Bild folgtKI-generierte IllustrationSolidago canadensis x virgaurea
Wer die Goldrute (Solidago canadensis x virgaurea) einmal gesehen hat, vergisst sie nicht: Mit ihren leuchtend gelben Blütenpyramiden, die sich aus unzähligen winzigen Einzelblüten zusammensetzen, bringt sie spätsommerliches Licht in dein Beet. Diese Hybride (Kreuzung) ist für den Naturgarten besonders wertvoll, da sie eine Brücke zwischen dem Hochsommer und dem Herbst schlägt. In einer Zeit, in der das Nahrungsangebot für Bestäuber oft schon knapp wird, bietet sie eine verlässliche Anlaufstelle. Du kannst mit dieser robusten Staude gezielt Akzente setzen und gleichzeitig die Vielfalt in deinem Garten fördern. Schau doch mal genau hin, wer sich an sonnigen Tagen an den gelben Blüten versammelt.
Goldener Herbstzauber: Die robuste Brücke für Bestäuber bis in den Spätsommer.

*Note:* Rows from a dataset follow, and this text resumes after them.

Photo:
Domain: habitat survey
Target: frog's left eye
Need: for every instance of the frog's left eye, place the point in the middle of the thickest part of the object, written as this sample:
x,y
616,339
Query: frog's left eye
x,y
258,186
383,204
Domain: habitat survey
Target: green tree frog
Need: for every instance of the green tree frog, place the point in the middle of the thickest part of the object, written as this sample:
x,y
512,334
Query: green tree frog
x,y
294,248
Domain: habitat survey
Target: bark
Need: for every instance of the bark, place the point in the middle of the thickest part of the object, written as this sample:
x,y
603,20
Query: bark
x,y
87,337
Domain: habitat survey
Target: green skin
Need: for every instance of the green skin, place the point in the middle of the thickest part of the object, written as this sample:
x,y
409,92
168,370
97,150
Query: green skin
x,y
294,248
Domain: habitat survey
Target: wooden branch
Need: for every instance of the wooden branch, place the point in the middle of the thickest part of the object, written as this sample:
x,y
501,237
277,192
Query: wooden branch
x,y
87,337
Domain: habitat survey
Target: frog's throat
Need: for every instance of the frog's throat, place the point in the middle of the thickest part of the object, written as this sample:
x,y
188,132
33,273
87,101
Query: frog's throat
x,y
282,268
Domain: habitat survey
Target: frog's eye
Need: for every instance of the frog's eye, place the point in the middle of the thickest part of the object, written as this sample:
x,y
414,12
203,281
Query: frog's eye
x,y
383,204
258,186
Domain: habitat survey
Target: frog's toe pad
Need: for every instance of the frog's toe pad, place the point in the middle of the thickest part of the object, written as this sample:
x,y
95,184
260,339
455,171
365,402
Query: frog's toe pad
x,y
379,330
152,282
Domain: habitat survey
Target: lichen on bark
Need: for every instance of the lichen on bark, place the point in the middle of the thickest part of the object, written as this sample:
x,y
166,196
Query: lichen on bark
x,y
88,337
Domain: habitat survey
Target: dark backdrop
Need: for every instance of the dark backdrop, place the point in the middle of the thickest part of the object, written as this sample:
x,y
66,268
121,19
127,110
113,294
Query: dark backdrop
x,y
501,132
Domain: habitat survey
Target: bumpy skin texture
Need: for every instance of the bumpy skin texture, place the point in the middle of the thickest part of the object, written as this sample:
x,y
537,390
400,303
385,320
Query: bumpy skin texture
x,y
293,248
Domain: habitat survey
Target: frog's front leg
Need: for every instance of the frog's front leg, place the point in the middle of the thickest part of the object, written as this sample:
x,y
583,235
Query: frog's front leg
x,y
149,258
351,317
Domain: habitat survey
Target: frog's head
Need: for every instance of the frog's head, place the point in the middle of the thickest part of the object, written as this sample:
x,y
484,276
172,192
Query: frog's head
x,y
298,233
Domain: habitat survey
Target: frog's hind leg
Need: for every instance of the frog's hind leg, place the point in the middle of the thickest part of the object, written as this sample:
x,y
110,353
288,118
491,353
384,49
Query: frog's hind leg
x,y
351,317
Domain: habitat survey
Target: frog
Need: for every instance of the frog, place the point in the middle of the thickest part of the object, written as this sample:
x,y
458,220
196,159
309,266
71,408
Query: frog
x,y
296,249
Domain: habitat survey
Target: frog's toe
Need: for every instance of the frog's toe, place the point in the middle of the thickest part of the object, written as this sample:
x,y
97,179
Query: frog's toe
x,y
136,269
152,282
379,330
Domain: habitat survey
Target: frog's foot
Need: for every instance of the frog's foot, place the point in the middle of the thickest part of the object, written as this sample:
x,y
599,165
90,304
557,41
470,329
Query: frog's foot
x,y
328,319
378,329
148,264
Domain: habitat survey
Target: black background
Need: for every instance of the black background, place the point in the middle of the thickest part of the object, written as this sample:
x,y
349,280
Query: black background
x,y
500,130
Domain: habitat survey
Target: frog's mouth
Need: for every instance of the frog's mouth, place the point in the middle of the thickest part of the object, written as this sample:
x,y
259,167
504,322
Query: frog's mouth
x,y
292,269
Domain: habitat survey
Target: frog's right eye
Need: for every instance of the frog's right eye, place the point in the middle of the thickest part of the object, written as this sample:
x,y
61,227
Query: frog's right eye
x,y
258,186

Als spät blühende Staude übernimmt diese Goldrute eine wichtige ökologische Funktion im Gartenjahr. Sie bietet Nektar und Pollen zu einem Zeitpunkt an, an dem viele andere heimische Wildpflanzen bereits verblüht sind. Damit dient sie verschiedenen Bestäuberfaltern und anderen Insekten als lebensnotwendige Tankstelle vor der Winterruhe. Die stehengelassenen Samenstände und vertrockneten Stängel bieten zudem eine wichtige Überwinterungsstruktur. Da keine spezifischen Beziehungsdaten zu einzelnen Insektenarten vorliegen, ist ihre allgemeine Rolle als Spätblüher für Generalisten (nicht spezialisierte Insekten) besonders hervorzuheben.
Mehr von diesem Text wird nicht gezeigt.